An open platform for interactive benchmarking and simulations using machine learning interatomic potentials

MLIP Studio is a Streamlit-based web application for running, testing, comparing, and benchmarking universal machine learning interatomic potentials (MLIPs) for atomistic simulations of molecules and materials. It brings more than 60 pretrained MLIPs into a single graphical interface, so users can evaluate structures, compare models, run common simulation tasks, and benchmark against reference data without writing custom scripts for every model family.

The platform is designed for computational chemistry, materials science, MLIP model development, dataset diagnostics, and teaching. It combines model inference, 3D visualization, geometry optimization, trajectory analysis, and benchmarking tools in one workflow.

Graphical table of contents

Try It Online

MLIP Studio can be tried online for free at:

https://mlipstudio.iisc.ac.in

The hosted instance provides GPU acceleration and is intended for quick tests, demonstrations, education, and small-to-moderate systems.

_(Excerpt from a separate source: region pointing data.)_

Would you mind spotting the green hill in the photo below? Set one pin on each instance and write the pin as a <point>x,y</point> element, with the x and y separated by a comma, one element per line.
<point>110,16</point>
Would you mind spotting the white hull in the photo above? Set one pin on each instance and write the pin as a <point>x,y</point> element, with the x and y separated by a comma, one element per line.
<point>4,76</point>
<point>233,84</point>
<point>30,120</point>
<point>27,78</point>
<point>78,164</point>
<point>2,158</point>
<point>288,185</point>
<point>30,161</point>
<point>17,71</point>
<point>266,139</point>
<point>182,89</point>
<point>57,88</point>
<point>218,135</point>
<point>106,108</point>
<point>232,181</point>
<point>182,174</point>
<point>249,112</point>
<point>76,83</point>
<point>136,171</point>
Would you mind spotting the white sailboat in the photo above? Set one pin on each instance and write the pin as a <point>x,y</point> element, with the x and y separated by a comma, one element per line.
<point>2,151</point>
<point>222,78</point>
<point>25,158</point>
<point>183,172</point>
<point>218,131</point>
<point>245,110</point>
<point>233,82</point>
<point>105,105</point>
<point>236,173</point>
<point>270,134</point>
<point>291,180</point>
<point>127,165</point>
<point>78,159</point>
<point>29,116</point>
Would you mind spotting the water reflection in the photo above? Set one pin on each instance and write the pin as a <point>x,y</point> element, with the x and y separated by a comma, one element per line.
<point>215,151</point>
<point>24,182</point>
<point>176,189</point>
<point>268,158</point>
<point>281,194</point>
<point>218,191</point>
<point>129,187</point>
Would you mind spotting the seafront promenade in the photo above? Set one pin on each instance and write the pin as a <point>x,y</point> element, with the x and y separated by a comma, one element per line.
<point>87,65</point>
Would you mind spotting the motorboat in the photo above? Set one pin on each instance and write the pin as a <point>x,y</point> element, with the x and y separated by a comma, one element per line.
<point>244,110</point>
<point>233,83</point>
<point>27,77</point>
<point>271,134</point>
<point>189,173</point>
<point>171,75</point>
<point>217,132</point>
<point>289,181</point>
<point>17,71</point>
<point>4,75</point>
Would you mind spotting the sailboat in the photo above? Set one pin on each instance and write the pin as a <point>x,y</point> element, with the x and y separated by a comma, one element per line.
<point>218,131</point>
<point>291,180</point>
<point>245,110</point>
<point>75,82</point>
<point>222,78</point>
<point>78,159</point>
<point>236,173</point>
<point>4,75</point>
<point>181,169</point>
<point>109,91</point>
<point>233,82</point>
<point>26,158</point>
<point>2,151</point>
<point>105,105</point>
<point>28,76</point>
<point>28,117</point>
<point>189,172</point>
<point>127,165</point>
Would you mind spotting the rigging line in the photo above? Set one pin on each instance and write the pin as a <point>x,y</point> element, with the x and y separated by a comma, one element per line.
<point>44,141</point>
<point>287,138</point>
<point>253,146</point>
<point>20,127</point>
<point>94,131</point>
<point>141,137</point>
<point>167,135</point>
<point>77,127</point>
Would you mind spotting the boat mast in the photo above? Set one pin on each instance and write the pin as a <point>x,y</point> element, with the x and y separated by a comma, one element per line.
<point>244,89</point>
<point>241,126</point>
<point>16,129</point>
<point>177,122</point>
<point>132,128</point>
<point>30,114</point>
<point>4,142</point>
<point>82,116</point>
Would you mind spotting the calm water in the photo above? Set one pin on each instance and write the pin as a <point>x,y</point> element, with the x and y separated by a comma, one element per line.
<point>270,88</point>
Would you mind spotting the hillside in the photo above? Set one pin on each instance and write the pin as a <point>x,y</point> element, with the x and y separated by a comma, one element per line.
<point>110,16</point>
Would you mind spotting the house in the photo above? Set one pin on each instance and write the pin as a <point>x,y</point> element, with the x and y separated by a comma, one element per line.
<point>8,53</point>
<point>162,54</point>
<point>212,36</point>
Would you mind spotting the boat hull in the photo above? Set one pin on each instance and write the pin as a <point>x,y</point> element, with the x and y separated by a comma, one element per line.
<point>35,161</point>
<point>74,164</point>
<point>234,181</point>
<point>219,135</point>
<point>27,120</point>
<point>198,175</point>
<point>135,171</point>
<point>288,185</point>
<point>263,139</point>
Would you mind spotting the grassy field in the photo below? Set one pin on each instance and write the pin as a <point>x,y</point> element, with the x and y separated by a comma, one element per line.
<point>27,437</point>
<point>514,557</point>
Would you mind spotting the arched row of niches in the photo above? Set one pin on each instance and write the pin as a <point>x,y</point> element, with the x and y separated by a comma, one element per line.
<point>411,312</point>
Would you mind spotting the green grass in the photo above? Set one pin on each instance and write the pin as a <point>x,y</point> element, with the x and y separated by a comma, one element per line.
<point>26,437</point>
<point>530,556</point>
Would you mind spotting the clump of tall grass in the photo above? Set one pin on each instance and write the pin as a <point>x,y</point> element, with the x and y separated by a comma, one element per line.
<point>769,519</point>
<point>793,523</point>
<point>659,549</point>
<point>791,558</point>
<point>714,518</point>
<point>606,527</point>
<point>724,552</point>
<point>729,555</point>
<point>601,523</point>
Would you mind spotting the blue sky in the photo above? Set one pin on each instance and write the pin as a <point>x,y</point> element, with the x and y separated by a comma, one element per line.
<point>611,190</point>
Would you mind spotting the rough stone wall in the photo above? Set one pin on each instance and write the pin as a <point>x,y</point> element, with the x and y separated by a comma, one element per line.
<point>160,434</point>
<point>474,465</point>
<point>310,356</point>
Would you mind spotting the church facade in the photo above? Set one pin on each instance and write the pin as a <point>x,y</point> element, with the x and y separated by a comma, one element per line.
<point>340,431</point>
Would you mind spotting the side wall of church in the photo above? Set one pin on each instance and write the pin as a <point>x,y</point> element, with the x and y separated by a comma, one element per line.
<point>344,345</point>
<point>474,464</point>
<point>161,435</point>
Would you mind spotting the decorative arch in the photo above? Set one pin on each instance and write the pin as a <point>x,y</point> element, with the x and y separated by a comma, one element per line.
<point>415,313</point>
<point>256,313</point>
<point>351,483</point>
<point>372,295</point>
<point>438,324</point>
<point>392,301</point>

Because it is a shared public service, it has limits on system size and runtime.

For larger systems, unrestricted benchmarking, long calculations, or private datasets, users can download and install MLIP Studio locally. Local installation removes the cloud system-size limits and lets the application use the user's own CPU/GPU hardware.

What MLIP Studio Does

Universal MLIPs are foundation models for atomistic simulation. They are trained on large quantum-mechanical datasets and can often be applied across broad chemical spaces without system-specific retraining. In practice, however, using several MLIP families side by side can be difficult because each model stack may require different dependencies, APIs, licenses, and data conventions.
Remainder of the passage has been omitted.